= Penny Warner =

American mystery writer

Penny Warner is an American mystery writer who has won multiple Agatha Awards. She has also written more than 50 books on subjects ranging from cooking to parenting guides to party and activity books.

== Life ==

Warner earned a master's degree in special education and has taught child development at Diablo Valley College in San Ramon, California and at Chabot College for 20 years. She has also taught sign language, special education, infant development, and preschool for deaf children.

Warner has written more than 50 nonfiction books aimed at parents and children on topics ranging from child development to party planning to games and activities. Her nonfiction has been published by Simon & Schuster, Penguin, Meadowbrook Press, and other publishers.

She currently lives in the East Bay region of California.

== Mystery writing ==

Warner is the author of the Connor Westphal mystery series, about a deaf reporter in the California Gold Country. The first book in the series, Dead Body Language, won the Macavity Award for Best First Novel in 1998. Her children's mystery, Mystery Of The Haunted Caves: A Troop 13 Mystery, won the Agatha Award for Best Children/Young Adult Fiction in 2001, along with an Anthony Award for Best Juvenile Mystery.

===The Code Busters Club series===

In 2011, Warner published the first book in a new children's series called The Code Busters Club. The series includes codes in the story for readers to solve. So far four novels in the series have been released. Two of the novels have won the Agatha Award Nominee for Best Children's/Young Adult Mystery while the other two have been finalists for the award.
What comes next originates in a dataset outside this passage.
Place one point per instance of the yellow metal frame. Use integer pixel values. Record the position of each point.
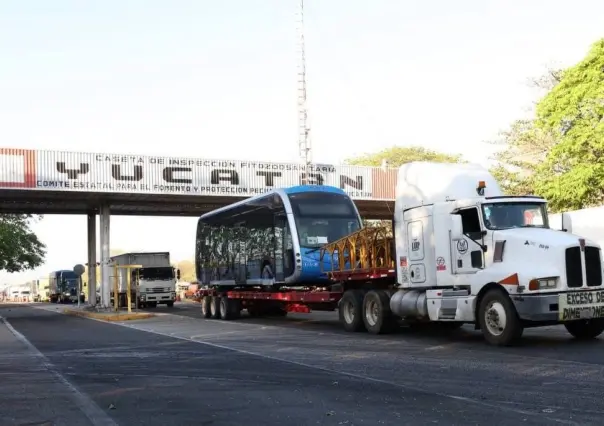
(116, 300)
(366, 249)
Books in the series include:

- The Secret of the Skeleton Key (2011 nominee for the Agatha Award for Best Children's/Young Adult Mystery)
- The Haunted Lighthouse (2012 winner of the Agatha Award for Best Children's/Young Adult Mystery)
- The Mystery of the Pirate’s Treasure (2013 nominee for the Agatha Award for Best Children's/Young Adult Mystery)
- The Mummy’s Curse (2014 winner of the Agatha Award for Best Children's/Young Adult Mystery
- The Hunt for the Missing Spy
- The Secret of the Puzzle Box

== Awards ==

- Dead Body Language won the Macavity Award for Best First Novel, 1998.
- Mystery Of The Haunted Caves: A Troop 13 Mystery won the Agatha Award for Best Children/Young Adult Fiction, 2001.
- The Haunted Lighthouse: The Code Busters Club won the Agatha Award for Best Children/Young Adult Fiction, 2013.
- The Secret of the Puzzle Box: The Code Busters Club won the Agatha Award for Best Children/Young Adult Fiction, 2017.